C’est dans ces moments-là qu’on s’aperçoit qu’on parvient à vivre très bien sans lui. Mais après des mois de saturation médiatique, avouons que l’on est un peu surpris de ne plus entendre du tout l’extrême droite. Si,Marine Le Pen et les siens se font si discrets, c’est qu’ils n’ont rien dire, car ils ne savent pas ce qu’ils pensent de la loi El Khomri de réforme du marché du travail. Ils sont à la fois un petit peu pour… et très contre. Et quand ils sont contre, ils le sont pour des raisons diamétralement opposées.

Sur ce volet, le Front National verse dans la schizophrénie. Jetons un œil à ses deux derniers communiqués sur le sujet. L’un est signé du FNJ, les jeunes du Front National. Il réclame le retrait du projet El Khomri, un texte « de précarisation généralisée qui condamne les jeunes à être des « employés-jetables ». Le même communiqué salue implicitement le « retrait du plafonnement des indemnités prud’homales » et l’extension de la « garantie jeunes ». Nous voilà à peu près sur les positions de l’Unef et de la CGT. Le souci, c’est que le même jour, un autre communiqué, signé de Nicolas Bay, le numéro trois du parti, déplore lui que « le sort et les intérêts de nos entreprises, accablées de taxes et d’impôts et en proie à des surcharges administratives n’entrent nullement dans les considérations de ce gouvernement ». Nous voilà cette fois sur les positions du patronat, et plus précisément de la CGPME.

le front national remporte onze villes aux municipales
le front national remporte onze villes aux municipales © reuters

Pour le FN, la loi El Khomri serait donc à la fois trop libérale et trop étatiste, parce qu’en interne, le fossé se creuse entre les partisans d’une ligne disons « sociale », emmenée par Florian Philippot, et les tenants d’une ligne économique plus « libérale », plus droitière, poussés par Marion Maréchal Le Pen. Et Marine Le Pen, elle, « ne dit tellement rien qu’on va finir par se rendre compte qu’elle ne pense rien », se moque un dirigeant FN.

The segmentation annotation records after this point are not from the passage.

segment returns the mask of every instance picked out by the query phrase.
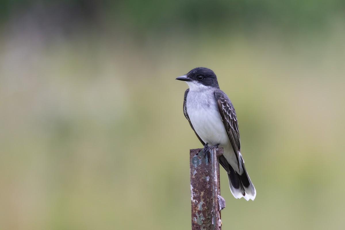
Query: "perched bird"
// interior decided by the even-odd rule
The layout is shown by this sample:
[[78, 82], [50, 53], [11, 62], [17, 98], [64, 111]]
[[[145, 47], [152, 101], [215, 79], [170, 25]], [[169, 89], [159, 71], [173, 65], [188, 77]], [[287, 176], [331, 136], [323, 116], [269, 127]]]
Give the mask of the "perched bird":
[[216, 74], [209, 69], [198, 67], [176, 79], [189, 87], [185, 93], [183, 112], [199, 140], [205, 148], [210, 145], [224, 148], [219, 163], [228, 173], [233, 195], [254, 200], [256, 192], [241, 154], [235, 110], [219, 89]]

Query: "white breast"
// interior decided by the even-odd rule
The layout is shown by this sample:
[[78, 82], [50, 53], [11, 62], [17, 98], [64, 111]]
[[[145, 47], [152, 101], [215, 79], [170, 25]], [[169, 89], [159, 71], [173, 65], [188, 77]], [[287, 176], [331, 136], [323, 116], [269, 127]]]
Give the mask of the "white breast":
[[214, 88], [190, 88], [187, 98], [187, 113], [195, 131], [209, 146], [228, 145], [229, 138], [219, 114]]

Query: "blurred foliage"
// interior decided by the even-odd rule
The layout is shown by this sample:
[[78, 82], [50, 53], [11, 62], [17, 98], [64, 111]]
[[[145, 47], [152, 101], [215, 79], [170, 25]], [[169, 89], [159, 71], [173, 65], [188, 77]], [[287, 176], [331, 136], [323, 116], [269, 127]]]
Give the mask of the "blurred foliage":
[[201, 146], [175, 79], [197, 66], [257, 192], [222, 170], [223, 229], [343, 228], [343, 3], [210, 2], [0, 3], [0, 229], [190, 228]]
[[282, 30], [317, 29], [327, 26], [335, 16], [343, 17], [345, 13], [345, 2], [342, 0], [17, 0], [0, 4], [3, 21], [13, 12], [32, 6], [62, 6], [72, 8], [84, 19], [97, 21], [96, 26], [115, 23], [144, 33], [181, 27], [192, 32], [215, 33], [220, 29], [260, 29], [263, 24]]

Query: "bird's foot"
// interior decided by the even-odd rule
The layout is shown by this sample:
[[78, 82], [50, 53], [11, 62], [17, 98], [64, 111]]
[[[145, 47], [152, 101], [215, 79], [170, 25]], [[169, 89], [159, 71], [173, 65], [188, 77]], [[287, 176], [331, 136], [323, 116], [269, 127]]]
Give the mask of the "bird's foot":
[[217, 148], [219, 145], [219, 144], [217, 144], [212, 146], [209, 146], [208, 143], [206, 143], [205, 144], [205, 145], [204, 146], [204, 155], [208, 162], [209, 162], [209, 159], [211, 157], [211, 152], [210, 151], [210, 149], [214, 148]]
[[204, 146], [204, 156], [206, 159], [207, 162], [209, 162], [209, 158], [211, 157], [211, 153], [210, 152], [210, 148], [208, 146], [208, 143], [206, 143]]

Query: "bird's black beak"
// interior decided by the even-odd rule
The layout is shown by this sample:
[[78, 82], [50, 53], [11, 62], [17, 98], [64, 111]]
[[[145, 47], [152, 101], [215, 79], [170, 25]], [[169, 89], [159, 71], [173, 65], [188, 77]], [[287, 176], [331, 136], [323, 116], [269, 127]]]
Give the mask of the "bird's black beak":
[[191, 79], [187, 77], [187, 75], [183, 75], [176, 78], [176, 80], [180, 80], [180, 81], [190, 81], [192, 80]]

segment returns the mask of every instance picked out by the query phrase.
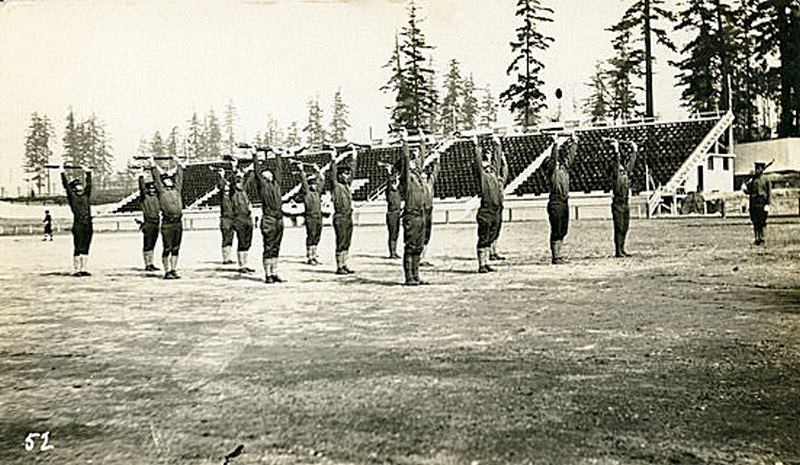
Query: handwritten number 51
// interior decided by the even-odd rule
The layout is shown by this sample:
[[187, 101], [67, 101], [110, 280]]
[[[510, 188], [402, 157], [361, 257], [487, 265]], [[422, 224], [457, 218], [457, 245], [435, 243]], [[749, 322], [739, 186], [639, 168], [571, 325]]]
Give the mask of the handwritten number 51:
[[42, 452], [48, 451], [53, 448], [50, 442], [50, 431], [45, 433], [28, 433], [28, 436], [25, 438], [25, 450], [28, 452], [32, 451], [36, 447], [36, 442], [34, 439], [42, 438], [42, 445], [39, 447], [39, 450]]

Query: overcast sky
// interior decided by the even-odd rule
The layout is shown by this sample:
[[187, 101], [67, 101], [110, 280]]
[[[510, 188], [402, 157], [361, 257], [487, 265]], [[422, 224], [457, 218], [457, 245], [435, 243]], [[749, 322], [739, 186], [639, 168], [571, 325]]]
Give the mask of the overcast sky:
[[[549, 0], [555, 38], [542, 56], [547, 95], [582, 99], [594, 63], [611, 55], [605, 28], [632, 0]], [[422, 30], [440, 76], [452, 58], [496, 95], [509, 83], [514, 0], [420, 0]], [[491, 5], [491, 6], [490, 6]], [[674, 5], [673, 5], [674, 6]], [[34, 111], [55, 122], [60, 159], [69, 106], [106, 122], [116, 166], [141, 137], [185, 127], [193, 111], [222, 116], [231, 99], [238, 132], [251, 138], [268, 114], [304, 125], [306, 101], [319, 96], [330, 116], [341, 87], [350, 138], [386, 130], [395, 31], [401, 0], [7, 0], [0, 3], [0, 186], [16, 192], [26, 127]], [[681, 116], [675, 57], [657, 50], [656, 110]], [[552, 103], [552, 102], [551, 102]], [[501, 121], [508, 122], [507, 114]]]

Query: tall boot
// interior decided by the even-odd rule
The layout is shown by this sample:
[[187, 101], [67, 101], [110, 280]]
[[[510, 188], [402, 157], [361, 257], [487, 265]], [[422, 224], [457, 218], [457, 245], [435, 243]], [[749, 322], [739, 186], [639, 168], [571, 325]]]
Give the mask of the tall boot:
[[170, 269], [172, 270], [173, 278], [180, 278], [180, 276], [178, 276], [178, 254], [173, 254], [170, 256]]
[[420, 266], [420, 260], [421, 259], [422, 259], [421, 255], [414, 255], [412, 257], [412, 262], [411, 263], [412, 263], [413, 266], [412, 266], [411, 270], [413, 271], [413, 274], [414, 274], [414, 281], [418, 282], [419, 284], [428, 284], [427, 281], [423, 281], [422, 278], [419, 277], [419, 266]]
[[336, 274], [347, 274], [344, 270], [344, 254], [336, 252]]
[[81, 256], [72, 256], [72, 276], [81, 276]]
[[414, 256], [408, 252], [403, 254], [403, 273], [406, 277], [406, 286], [419, 286], [414, 279]]
[[272, 259], [272, 282], [283, 283], [286, 282], [278, 276], [278, 257]]
[[229, 245], [222, 248], [222, 263], [224, 265], [230, 265], [233, 263], [232, 247]]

Alors rassurez-vous, il y a quand même un sujet qui resserre les rangs, c’est l’islam, évidemment !

Le parti s’affole d’un article de la loi El Khomri qui stipule que la «liberté du salarié de manifester ses convictions, y compris religieuses » est limitée « par l’exercice d’autres libertés et droits fondamentaux ou par les nécessités du bon fonctionnement de l’entreprise ». Bref, cette phrase n’est rien d’autre que la définition de l’exercice de la laïcité dans l’espace public. Mais le FN y voit le début de «la guerre de religion à l’entreprise » ! Le fantasme religieux excite l’extrême droite, la réalité sociale le fait taire. Au moment de choisir un sujet pour l’affronter, les opposants au FN seraient bien inspirés d’y penser…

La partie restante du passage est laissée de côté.